Friday, March 1, 2013

When You Can't Dance...

In my previous post, I wrote on injury and how demoralizing it can be for a dancer. Sitting out is a terrible feeling. Your soul is screaming to dance and it breaks your heart that your body isn't able to facilitate that kind of movement.

I've been there. I was extremely demoralized myself when I wrote that piece. I've been struggling with a rotated vertebrae and twisted ribs that made it hard to breathe, slouch, and turn my neck to drive, let alone dance from Halloween until late December of 2012 (although, I had some pretty fabulous posture for a few months). I spent nights crying in frustration, or trying not to because it hurt to gasp for air. I didn't know what to do.

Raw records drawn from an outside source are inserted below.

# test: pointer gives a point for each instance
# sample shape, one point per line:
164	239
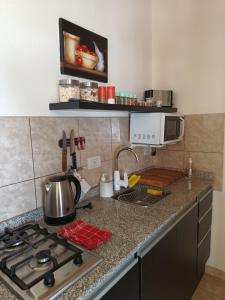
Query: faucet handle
116	180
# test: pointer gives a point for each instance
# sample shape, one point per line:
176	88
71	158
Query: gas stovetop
37	264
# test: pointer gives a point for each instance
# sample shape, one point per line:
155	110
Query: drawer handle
199	245
205	214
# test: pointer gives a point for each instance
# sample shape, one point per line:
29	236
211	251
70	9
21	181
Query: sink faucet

I sat out of a lot of classes. At my university, dancers who sit out of class fill out observation forms. Basically, you watch for specific things and answer questions. You write about dance and learn to develop a critical eye. I've always been a harsh critic watching dance, but a few things happened while I was watching that had never happened to me before:
  1. I got to know the dancers around me. I mean really. I really watched them for the first time, without looking for things to make my dancing better or for things that they were doing wrong. I looked for dancing. Just pure movement. What came of it? I fell in love with literally every dancer around me at some point. And that made me so much more grateful for where I was and the opportunities I had.
  2. I improved. Now that I'm dancing again (although not without pain), I feel that something has changed. Watching classes made me a better dancer. I notice this particularly in my modern class (strangely, the class I did not have to fill out observation forms for). When I came back to dance in late January, after 3 months having not danced a full modern class, I suddenly was on. On my leg. On my center. On fire. I absorbed so many nuances of the style and technique that I just never saw when I had to dance it just by watching.
  3. My dynamic range is so much bigger. I have so many more choices now, simply because I took the time to watch. Watching other people make choices that I would never make prompts me to take risks and go where I would never go before, now that I know what's possible.
So I dare you to sit out and watch a class. Even if you're not injured. Heck, I think everybody should sit out and watch a class every once in a while. You start to see things you've never seen before, and it changes you. Since I took literally a 3 month break from classes, I've seen such a change in my dancing that I hardly recognize myself anymore. My muscles and skeleton move more efficiently, I'm more relaxed (I'm a pretty uptight, organized, anal retentive person, usually...if you can't tell already), and I'm in love with all of the dancers I know.

How did I see the change? I performed in our biggest show of the year in December, when my back was hurting so much I couldn't breathe sometimes and I depressed my navicular on opening night (leading to shin splints so bad I was limping for 2 weeks). However, I danced completely normally and characteristically of myself. In January, only a month later, I watched a video of myself dancing in a rehearsal video for a different piece. Sure, the styles were different and I wasn't in as much pain in the second video. But I looked different. I saw a different side of myself. I had never seen myself dance so freely, so relaxed. That's when I knew that taking the time off and changing my view on dance and on my injuries had made me a stronger person. Being a stronger person made me a stronger dancer, and it liberated me and made me capable of everything and anything I could think of. Sure, I'm still working on it, but I know that that break was crucial for me.

So if you're injured, please take this as an inspiration. Watch dance, but don't watch idly or critically. Watch actively, with what my sociology teacher calls "beginner's mind." Have no expectations and watch like you've never seen dance before. Like a sponge, absorb every nuance that you possibly can. You'll miss moving a lot, and I promise that it will be frustrating to sit out, all the same. But it could make all the difference, like it has for me.